Physical AI Toolchain

![CI Status](https://github.com/microsoft/physical-ai-toolchain/actions/workflows/main.yml) ![CodeQL](https://github.com/microsoft/physical-ai-toolchain/actions/workflows/codeql-analysis.yml) ![OpenSSF Scorecard](https://scorecard.dev/viewer/?uri=github.com/microsoft/physical-ai-toolchain) ![OpenSSF Best Practices](https://www.bestpractices.dev/projects/12195)

Overview

Physical AI and robotics are moving from headlines and experimentation into real-world industrial deployment. The shift creates practical implications for how human-robot-AI collaboration becomes an operational capability in manufacturing, logistics, healthcare, and autonomous systems.
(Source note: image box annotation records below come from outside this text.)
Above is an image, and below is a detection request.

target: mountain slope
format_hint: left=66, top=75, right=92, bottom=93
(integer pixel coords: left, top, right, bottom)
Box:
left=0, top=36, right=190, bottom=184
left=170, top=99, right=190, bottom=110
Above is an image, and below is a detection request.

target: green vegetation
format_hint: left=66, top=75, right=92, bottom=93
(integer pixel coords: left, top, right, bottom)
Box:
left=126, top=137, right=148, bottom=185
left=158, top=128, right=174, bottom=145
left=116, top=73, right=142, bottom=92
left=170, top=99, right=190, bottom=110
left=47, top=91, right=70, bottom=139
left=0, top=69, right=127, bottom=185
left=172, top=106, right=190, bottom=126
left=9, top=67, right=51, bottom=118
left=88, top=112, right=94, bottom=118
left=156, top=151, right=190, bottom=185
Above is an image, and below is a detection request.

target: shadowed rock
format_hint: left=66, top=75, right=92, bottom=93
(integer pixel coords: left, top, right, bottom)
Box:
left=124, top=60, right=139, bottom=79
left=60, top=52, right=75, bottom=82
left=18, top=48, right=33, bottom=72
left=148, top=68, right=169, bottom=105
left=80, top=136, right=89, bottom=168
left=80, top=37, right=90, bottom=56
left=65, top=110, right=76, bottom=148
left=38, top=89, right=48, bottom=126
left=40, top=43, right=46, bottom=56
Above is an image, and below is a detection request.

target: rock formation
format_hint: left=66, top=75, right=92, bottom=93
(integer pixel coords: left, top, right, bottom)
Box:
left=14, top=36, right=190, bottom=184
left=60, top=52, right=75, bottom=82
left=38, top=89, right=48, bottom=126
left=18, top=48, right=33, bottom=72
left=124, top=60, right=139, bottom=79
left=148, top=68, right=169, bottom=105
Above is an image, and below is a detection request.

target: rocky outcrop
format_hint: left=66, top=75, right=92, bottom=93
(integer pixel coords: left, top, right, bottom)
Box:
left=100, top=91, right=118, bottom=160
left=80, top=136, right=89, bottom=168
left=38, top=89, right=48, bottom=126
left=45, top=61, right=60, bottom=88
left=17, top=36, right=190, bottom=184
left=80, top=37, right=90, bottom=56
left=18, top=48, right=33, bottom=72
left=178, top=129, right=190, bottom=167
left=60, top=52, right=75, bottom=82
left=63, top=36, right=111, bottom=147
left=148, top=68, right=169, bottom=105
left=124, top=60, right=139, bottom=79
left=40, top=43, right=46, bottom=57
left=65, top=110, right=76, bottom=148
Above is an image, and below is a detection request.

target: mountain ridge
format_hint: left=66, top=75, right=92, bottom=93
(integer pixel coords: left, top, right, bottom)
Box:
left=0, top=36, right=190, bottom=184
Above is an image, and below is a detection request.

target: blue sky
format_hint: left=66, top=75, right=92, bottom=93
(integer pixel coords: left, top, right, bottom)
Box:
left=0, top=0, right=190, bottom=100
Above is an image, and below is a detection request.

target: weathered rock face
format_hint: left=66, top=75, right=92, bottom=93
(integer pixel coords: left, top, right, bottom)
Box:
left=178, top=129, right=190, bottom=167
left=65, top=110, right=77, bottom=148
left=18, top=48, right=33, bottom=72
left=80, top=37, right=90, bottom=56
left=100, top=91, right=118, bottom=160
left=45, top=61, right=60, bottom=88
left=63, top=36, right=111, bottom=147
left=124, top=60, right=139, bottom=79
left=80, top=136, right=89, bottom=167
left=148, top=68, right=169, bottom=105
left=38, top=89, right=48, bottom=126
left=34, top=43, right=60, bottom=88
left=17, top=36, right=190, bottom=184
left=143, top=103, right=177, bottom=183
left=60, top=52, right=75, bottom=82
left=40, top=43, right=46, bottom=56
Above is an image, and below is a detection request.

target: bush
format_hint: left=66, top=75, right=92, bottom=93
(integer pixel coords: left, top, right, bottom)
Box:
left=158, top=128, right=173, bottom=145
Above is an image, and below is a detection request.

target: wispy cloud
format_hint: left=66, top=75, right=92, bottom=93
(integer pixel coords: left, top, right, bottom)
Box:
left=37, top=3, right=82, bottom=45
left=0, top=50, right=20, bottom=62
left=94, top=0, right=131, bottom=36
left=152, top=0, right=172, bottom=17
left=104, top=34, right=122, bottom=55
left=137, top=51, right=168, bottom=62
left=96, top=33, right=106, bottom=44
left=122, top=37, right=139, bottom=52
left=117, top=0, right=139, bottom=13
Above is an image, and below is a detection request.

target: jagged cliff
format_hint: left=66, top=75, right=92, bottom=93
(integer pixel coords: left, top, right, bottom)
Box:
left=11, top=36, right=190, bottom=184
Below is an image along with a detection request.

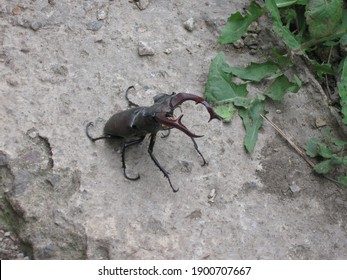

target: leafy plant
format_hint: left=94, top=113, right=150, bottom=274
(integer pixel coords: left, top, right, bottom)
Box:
left=205, top=0, right=347, bottom=152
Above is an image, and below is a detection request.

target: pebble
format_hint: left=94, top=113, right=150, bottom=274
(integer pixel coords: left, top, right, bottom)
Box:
left=289, top=182, right=301, bottom=193
left=97, top=10, right=107, bottom=20
left=183, top=18, right=194, bottom=32
left=247, top=21, right=261, bottom=34
left=164, top=48, right=172, bottom=54
left=138, top=41, right=154, bottom=56
left=315, top=118, right=327, bottom=128
left=135, top=0, right=149, bottom=10
left=30, top=21, right=42, bottom=31
left=87, top=20, right=104, bottom=31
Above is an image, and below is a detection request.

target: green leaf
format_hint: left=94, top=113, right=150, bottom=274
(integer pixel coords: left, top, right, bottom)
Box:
left=213, top=103, right=236, bottom=122
left=273, top=21, right=302, bottom=50
left=265, top=0, right=281, bottom=22
left=333, top=139, right=347, bottom=147
left=264, top=75, right=301, bottom=101
left=230, top=60, right=279, bottom=82
left=265, top=0, right=300, bottom=50
left=239, top=99, right=265, bottom=153
left=305, top=138, right=319, bottom=157
left=275, top=0, right=298, bottom=8
left=272, top=49, right=291, bottom=68
left=218, top=2, right=264, bottom=44
left=337, top=58, right=347, bottom=125
left=313, top=159, right=334, bottom=174
left=319, top=143, right=333, bottom=159
left=308, top=59, right=335, bottom=79
left=305, top=0, right=343, bottom=39
left=205, top=52, right=249, bottom=107
left=338, top=176, right=347, bottom=186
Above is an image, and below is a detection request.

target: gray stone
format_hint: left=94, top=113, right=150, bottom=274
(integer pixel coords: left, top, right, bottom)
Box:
left=87, top=20, right=104, bottom=31
left=183, top=18, right=195, bottom=32
left=135, top=0, right=150, bottom=10
left=138, top=41, right=154, bottom=56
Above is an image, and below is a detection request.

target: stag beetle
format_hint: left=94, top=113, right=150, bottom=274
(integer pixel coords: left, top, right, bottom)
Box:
left=86, top=86, right=221, bottom=192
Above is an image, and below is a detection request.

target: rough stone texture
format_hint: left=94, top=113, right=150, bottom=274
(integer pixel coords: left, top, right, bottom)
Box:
left=0, top=0, right=347, bottom=259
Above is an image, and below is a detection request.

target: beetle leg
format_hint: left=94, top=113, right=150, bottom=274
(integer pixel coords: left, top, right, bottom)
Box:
left=125, top=86, right=140, bottom=107
left=190, top=137, right=207, bottom=166
left=148, top=134, right=178, bottom=192
left=122, top=136, right=145, bottom=181
left=161, top=129, right=171, bottom=138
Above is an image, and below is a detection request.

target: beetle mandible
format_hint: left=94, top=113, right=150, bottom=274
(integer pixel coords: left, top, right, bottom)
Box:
left=86, top=86, right=222, bottom=192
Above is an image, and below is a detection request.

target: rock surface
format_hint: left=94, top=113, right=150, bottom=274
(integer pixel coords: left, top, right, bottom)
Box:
left=0, top=0, right=347, bottom=259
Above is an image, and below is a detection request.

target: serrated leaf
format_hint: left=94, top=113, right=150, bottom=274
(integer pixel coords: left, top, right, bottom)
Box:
left=213, top=103, right=236, bottom=122
left=338, top=176, right=347, bottom=186
left=313, top=159, right=334, bottom=174
left=305, top=0, right=343, bottom=39
left=205, top=52, right=249, bottom=107
left=305, top=138, right=320, bottom=157
left=342, top=156, right=347, bottom=166
left=318, top=143, right=333, bottom=159
left=275, top=0, right=298, bottom=8
left=272, top=49, right=291, bottom=68
left=230, top=60, right=279, bottom=82
left=264, top=75, right=301, bottom=101
left=337, top=58, right=347, bottom=125
left=265, top=0, right=301, bottom=50
left=239, top=99, right=265, bottom=153
left=218, top=2, right=263, bottom=44
left=333, top=139, right=347, bottom=147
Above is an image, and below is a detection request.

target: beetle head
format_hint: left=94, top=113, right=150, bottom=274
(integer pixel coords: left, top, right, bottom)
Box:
left=153, top=93, right=222, bottom=138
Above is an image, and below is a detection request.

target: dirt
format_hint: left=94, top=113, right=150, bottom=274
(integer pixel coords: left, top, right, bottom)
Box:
left=0, top=0, right=347, bottom=259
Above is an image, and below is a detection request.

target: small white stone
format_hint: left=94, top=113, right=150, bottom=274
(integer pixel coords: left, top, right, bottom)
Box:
left=135, top=0, right=149, bottom=10
left=164, top=48, right=172, bottom=54
left=183, top=18, right=194, bottom=32
left=97, top=10, right=107, bottom=20
left=138, top=41, right=154, bottom=56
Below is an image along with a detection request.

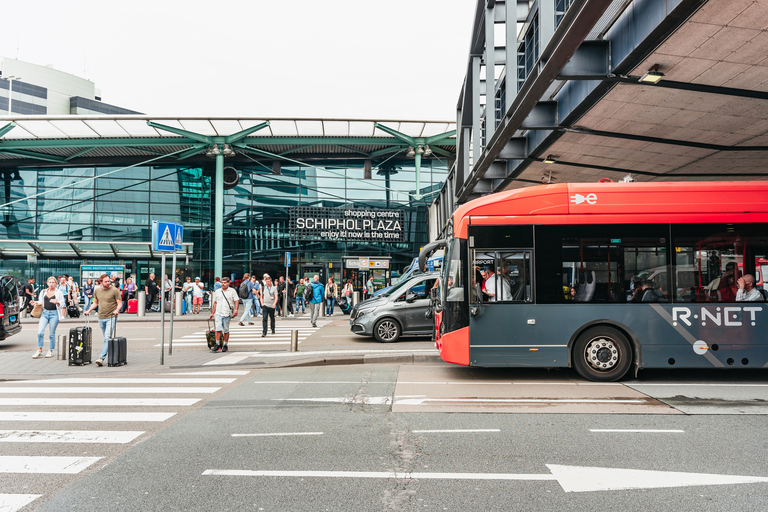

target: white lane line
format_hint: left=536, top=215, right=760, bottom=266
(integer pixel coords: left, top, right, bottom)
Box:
left=0, top=494, right=42, bottom=512
left=232, top=432, right=323, bottom=437
left=0, top=397, right=200, bottom=407
left=0, top=411, right=176, bottom=422
left=203, top=469, right=555, bottom=480
left=168, top=370, right=251, bottom=375
left=272, top=396, right=392, bottom=405
left=21, top=377, right=237, bottom=384
left=411, top=428, right=501, bottom=434
left=0, top=430, right=144, bottom=444
left=395, top=398, right=647, bottom=405
left=0, top=386, right=221, bottom=395
left=589, top=428, right=685, bottom=434
left=203, top=349, right=438, bottom=366
left=0, top=455, right=102, bottom=475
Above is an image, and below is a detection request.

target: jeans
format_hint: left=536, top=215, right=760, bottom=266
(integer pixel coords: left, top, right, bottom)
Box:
left=261, top=306, right=275, bottom=335
left=240, top=299, right=253, bottom=323
left=37, top=309, right=59, bottom=350
left=99, top=316, right=117, bottom=361
left=309, top=302, right=322, bottom=326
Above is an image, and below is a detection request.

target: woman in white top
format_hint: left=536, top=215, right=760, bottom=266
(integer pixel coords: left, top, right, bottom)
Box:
left=31, top=276, right=66, bottom=359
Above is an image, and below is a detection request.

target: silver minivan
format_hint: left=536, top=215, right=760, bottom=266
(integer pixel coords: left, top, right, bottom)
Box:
left=349, top=272, right=440, bottom=343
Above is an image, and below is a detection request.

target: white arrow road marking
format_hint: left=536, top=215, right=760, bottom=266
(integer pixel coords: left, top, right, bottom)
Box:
left=395, top=398, right=646, bottom=405
left=0, top=494, right=42, bottom=512
left=0, top=412, right=176, bottom=422
left=0, top=430, right=144, bottom=444
left=0, top=397, right=200, bottom=406
left=0, top=386, right=221, bottom=395
left=547, top=464, right=768, bottom=492
left=272, top=396, right=392, bottom=405
left=203, top=464, right=768, bottom=492
left=0, top=455, right=102, bottom=475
Operationalizing physical intelligence at scale — across fleets and federations of intelligent systems — is a challenge no single OEM or software vendor can deliver alone.
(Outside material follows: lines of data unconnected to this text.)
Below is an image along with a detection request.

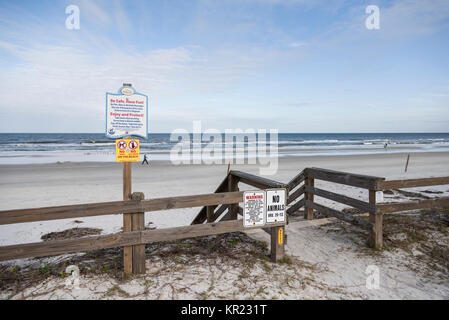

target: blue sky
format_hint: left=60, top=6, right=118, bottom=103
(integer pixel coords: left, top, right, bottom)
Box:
left=0, top=0, right=449, bottom=133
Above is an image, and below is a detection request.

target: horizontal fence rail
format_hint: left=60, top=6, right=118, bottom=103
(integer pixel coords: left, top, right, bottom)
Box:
left=379, top=177, right=449, bottom=190
left=376, top=197, right=449, bottom=213
left=0, top=192, right=243, bottom=225
left=305, top=186, right=376, bottom=213
left=230, top=170, right=286, bottom=189
left=0, top=220, right=284, bottom=261
left=305, top=168, right=385, bottom=190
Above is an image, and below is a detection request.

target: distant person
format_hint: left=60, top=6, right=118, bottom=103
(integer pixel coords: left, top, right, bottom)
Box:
left=142, top=153, right=150, bottom=165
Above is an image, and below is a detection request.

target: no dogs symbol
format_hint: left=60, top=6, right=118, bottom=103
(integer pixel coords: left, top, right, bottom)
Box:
left=129, top=140, right=139, bottom=150
left=117, top=140, right=126, bottom=150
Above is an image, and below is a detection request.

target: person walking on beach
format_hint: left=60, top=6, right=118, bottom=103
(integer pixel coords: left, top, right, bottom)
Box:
left=142, top=153, right=150, bottom=165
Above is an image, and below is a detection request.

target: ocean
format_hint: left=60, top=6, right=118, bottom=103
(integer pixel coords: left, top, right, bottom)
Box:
left=0, top=133, right=449, bottom=164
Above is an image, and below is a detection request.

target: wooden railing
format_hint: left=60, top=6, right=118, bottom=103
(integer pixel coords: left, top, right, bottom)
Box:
left=0, top=191, right=285, bottom=273
left=0, top=168, right=449, bottom=273
left=287, top=168, right=449, bottom=248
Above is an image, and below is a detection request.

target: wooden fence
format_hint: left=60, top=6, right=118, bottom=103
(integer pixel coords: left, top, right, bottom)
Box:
left=287, top=168, right=449, bottom=248
left=0, top=191, right=285, bottom=274
left=0, top=168, right=449, bottom=273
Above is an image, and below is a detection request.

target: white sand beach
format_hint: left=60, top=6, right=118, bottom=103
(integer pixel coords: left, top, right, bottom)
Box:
left=0, top=152, right=449, bottom=299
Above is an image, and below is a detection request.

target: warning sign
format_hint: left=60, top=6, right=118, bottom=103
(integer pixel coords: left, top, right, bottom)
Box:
left=267, top=189, right=287, bottom=223
left=243, top=191, right=266, bottom=227
left=106, top=86, right=148, bottom=139
left=115, top=139, right=140, bottom=162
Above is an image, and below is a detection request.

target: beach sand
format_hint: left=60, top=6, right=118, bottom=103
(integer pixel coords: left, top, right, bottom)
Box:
left=0, top=152, right=449, bottom=299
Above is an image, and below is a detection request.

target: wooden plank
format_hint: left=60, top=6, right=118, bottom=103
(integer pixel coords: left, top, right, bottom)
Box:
left=379, top=177, right=449, bottom=190
left=0, top=231, right=141, bottom=261
left=0, top=200, right=141, bottom=225
left=220, top=206, right=243, bottom=221
left=206, top=206, right=215, bottom=223
left=141, top=191, right=243, bottom=212
left=287, top=198, right=306, bottom=214
left=142, top=220, right=285, bottom=243
left=0, top=220, right=285, bottom=261
left=213, top=205, right=228, bottom=221
left=228, top=174, right=238, bottom=220
left=190, top=172, right=229, bottom=224
left=131, top=192, right=146, bottom=274
left=271, top=227, right=285, bottom=262
left=230, top=170, right=286, bottom=189
left=305, top=168, right=385, bottom=190
left=377, top=197, right=449, bottom=213
left=305, top=186, right=376, bottom=213
left=368, top=190, right=383, bottom=249
left=287, top=170, right=305, bottom=190
left=304, top=176, right=315, bottom=220
left=287, top=185, right=306, bottom=204
left=0, top=192, right=243, bottom=225
left=306, top=200, right=372, bottom=231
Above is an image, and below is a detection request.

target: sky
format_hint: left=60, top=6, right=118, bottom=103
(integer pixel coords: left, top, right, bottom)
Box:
left=0, top=0, right=449, bottom=134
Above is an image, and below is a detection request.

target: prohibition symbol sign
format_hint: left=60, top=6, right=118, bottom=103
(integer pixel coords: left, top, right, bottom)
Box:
left=117, top=140, right=126, bottom=150
left=129, top=140, right=139, bottom=150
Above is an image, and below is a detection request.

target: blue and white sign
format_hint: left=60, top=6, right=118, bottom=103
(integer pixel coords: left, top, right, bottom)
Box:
left=106, top=86, right=148, bottom=139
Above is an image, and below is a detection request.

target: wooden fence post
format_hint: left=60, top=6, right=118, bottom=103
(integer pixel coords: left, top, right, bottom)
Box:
left=271, top=227, right=285, bottom=262
left=206, top=206, right=215, bottom=223
left=368, top=190, right=383, bottom=249
left=123, top=137, right=133, bottom=274
left=228, top=174, right=239, bottom=220
left=131, top=192, right=146, bottom=274
left=304, top=177, right=315, bottom=220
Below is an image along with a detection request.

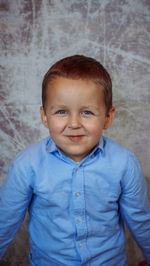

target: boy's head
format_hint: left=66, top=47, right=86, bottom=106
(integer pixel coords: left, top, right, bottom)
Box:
left=42, top=55, right=112, bottom=113
left=41, top=55, right=115, bottom=161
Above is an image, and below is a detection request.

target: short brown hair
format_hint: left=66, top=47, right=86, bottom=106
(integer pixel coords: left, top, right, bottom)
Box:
left=42, top=55, right=112, bottom=113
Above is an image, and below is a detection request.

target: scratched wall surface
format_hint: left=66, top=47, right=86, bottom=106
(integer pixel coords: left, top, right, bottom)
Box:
left=0, top=0, right=150, bottom=266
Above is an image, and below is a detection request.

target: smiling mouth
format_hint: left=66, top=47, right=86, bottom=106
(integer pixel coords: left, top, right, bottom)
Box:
left=67, top=135, right=85, bottom=141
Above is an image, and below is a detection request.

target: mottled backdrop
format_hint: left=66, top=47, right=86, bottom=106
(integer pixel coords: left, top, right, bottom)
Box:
left=0, top=0, right=150, bottom=266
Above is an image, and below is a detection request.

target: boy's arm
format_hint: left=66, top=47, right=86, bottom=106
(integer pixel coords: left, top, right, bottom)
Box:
left=0, top=160, right=32, bottom=258
left=120, top=155, right=150, bottom=264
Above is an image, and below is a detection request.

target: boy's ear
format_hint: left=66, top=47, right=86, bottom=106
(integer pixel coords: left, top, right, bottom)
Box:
left=40, top=106, right=48, bottom=128
left=103, top=106, right=115, bottom=130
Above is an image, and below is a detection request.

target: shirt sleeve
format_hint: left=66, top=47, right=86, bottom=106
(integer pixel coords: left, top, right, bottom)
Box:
left=120, top=154, right=150, bottom=264
left=0, top=159, right=32, bottom=258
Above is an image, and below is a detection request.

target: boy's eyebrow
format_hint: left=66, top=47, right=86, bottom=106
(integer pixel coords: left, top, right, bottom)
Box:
left=48, top=104, right=67, bottom=111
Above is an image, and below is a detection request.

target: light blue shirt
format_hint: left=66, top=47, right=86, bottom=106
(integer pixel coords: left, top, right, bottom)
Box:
left=0, top=137, right=150, bottom=266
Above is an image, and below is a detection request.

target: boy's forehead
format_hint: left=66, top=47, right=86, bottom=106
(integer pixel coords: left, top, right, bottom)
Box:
left=47, top=77, right=104, bottom=107
left=47, top=75, right=104, bottom=92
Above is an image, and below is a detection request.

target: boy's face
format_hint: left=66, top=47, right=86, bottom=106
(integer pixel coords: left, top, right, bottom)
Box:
left=41, top=77, right=115, bottom=162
Physical AI is the strategic inflection point for AI platforms, and robotics is the hero use case. It sits at the intersection of cloud, edge, data, and agentic AI.

Physical AI Toolchain is an open-source, production-ready framework that integrates Microsoft Azure cloud services with NVIDIA's physical AI stack, accelerating robotics and physical AI developers to automate and scale data curation, augmentation, and evaluation across perception, mobility, imitation learning, and reinforcement learning pipelines. It provides:

  • Accelerate physical AI innovation. From edge data capture on NVIDIA Jetson devices through cloud-based training on GPU clusters to model deployment at the edge, every stage of the physical AI lifecycle is addressed with tested, repeatable automation.
  • Operationalize physical intelligence. Built on Azure Machine Learning, Azure Kubernetes Service, Azure Arc, and Azure Storage with Entra ID authentication, managed identities, and Infrastructure as Code, so workloads meet the security, compliance, and governance requirements of production environments.
  • Scale through ecosystem collaboration. Native support for NVIDIA Isaac Sim and Isaac Lab for simulation and reinforcement learning, NVIDIA OSMO for workflow orchestration, and the NVIDIA Jetson platform for edge inference — a hardware-accelerated path from research to deployment enabled by deep partnership across the ecosystem.
  • Human-robot-AI agent collaboration. Agentic engineering lets teams move from isolated machines to coordinated, instruction-driven workflows. AI agents can turn high-level instructions into executed pipelines — but they are a convenience layer, not a requirement. Start with manual workflows, introduce agents when you are ready, and customize their behavior to match your team's trust boundaries.
  • Broad physical AI applicability. While robotics is the hero use case, the architecture supports any physical AI workload that follows the simulate → train → evaluate → deploy pattern, including autonomous mobile robots, robotic manipulation, industrial inspection, and embodied AI research.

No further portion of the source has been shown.